Les gens pleuraient et rampaient de désespoir tout autour d’eux. La mort était dans l’air.
« C’est notre seul moyen de nous échapper », cria-t-il en mesurant la fenêtre. Il attrapa une poignée du chemisier d’Anna par derrière, leva l’autre bras pour protéger son visage de la vitre et compta : « Un. Deux. Trois. Juuump.’
Il a attrapé le bord du trottoir avec son genou droit. Douleur atroce. Le froid de la nuit soufflait à travers sa fine chemise de coton. Inconsciemment, elle frissonna mais ne lâcha pas le bras d’Anna.
Les cris terrifiés de ceux encore piégés à l’intérieur ont envahi la nuit mais il n’a rien vu. La poussière remplit ses narines et il commença à cracher des débris.
Le silence suivit, un silence de mort. Un instant, il crut qu’il rêvait.
Puis il entendit les pleurs de la fille.
‘Anna?’ il a chuchoté ‘Est-ce que ça va?’ demanda-t-il en se tournant vers la silhouette qui gisait à quelques centimètres derrière ses jambes meurtries et saignantes.
La fille ne répondit pas mais continua à pleurer doucement, son bras tremblant sous le choc, son chemisier déchiré.
« Anna, s’il vous plaît, ça va ? » il a persisté.
La douleur lancinante dans son genou le força à s’effondrer à côté d’elle. Sa main glissa de son bras pour saisir sa rotule abîmée. Il fouilla dans la poche avant de son jean, sortit son fidèle briquet et tourna rapidement le volant. Une petite lumière vacilla et il s’efforça d’établir l’identité de la personne devant lui.
« Hélène ? » Il demanda anxieusement ‘Est-ce que ça va ?…Où est Anna ?’

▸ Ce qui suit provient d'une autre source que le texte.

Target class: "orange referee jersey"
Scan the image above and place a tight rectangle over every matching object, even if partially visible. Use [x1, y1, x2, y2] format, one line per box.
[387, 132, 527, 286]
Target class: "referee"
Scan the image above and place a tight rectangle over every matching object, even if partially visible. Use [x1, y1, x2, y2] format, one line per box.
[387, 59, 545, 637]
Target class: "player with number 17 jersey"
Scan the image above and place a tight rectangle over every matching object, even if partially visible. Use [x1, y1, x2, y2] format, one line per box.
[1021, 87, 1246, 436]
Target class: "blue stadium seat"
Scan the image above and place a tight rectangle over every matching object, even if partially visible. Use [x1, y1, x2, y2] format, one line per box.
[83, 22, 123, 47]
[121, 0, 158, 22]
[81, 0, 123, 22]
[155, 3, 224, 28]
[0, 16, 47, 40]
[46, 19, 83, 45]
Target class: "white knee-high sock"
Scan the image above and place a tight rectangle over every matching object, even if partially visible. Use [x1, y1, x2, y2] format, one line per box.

Un faible cri résonna dans la nuit.
Mark rassembla ses forces décroissantes et commença à ramper vers lui. Un crawl, un break, encore un crawl et un autre break.
Cela ressemblait à une éternité. Puis un souffle vint à son visage, peu profond mais régulier. L’odeur d’Anna emplit ses narines sablonneuses. Elle était allongée sur le dos, à l’agonie.
‘Dieu merci! Tu es en vie!’ dit Mark et caressa ses cheveux. Son briquet levé, il parcourut rapidement son corps. Ses yeux s’ouvrirent lentement :
« Je ne peux pas bouger ma jambe gauche », grogna-t-elle.
« Je dirais que ta cuisse est cassée, reste immobile, je vais chercher de l’aide », a déclaré Mark. Il s’est agenouillé et a tenu la main d’Anna, son esprit s’emballant.
‘Êtes-vous ok? Où sont les autres?’ cria-t-elle.
« Je suis là-bas », a répondu Helen à travers ses sanglots.
« Hélène ? Est-ce vous?’ fustige une voix masculine, cachée derrière un tas de décombres. Les trois têtes se tournèrent à l’unisson vers la sombre silhouette vacillante qui essayait de se lever.
« Alan, mon chéri ! » s’écria Hélène et sauta pour le soutenir.
À seulement quelques mètres de là, un bruit assourdissant de chute de débris, de flexion de métal et d’explosion d’énergie les a tous fait tomber. La cafétéria n’était plus, juste un tas de gravats fumant dans le noir.
L’allume-cigare s’est éteint. Mark l’a secoué durement et l’a tapoté vigoureusement. Allumé une fois de plus, il révéla un scintillement au sol.
‘J’ai trouvé L’Amour,’ dit Mark alors que les yeux d’Anna croisaient les siens.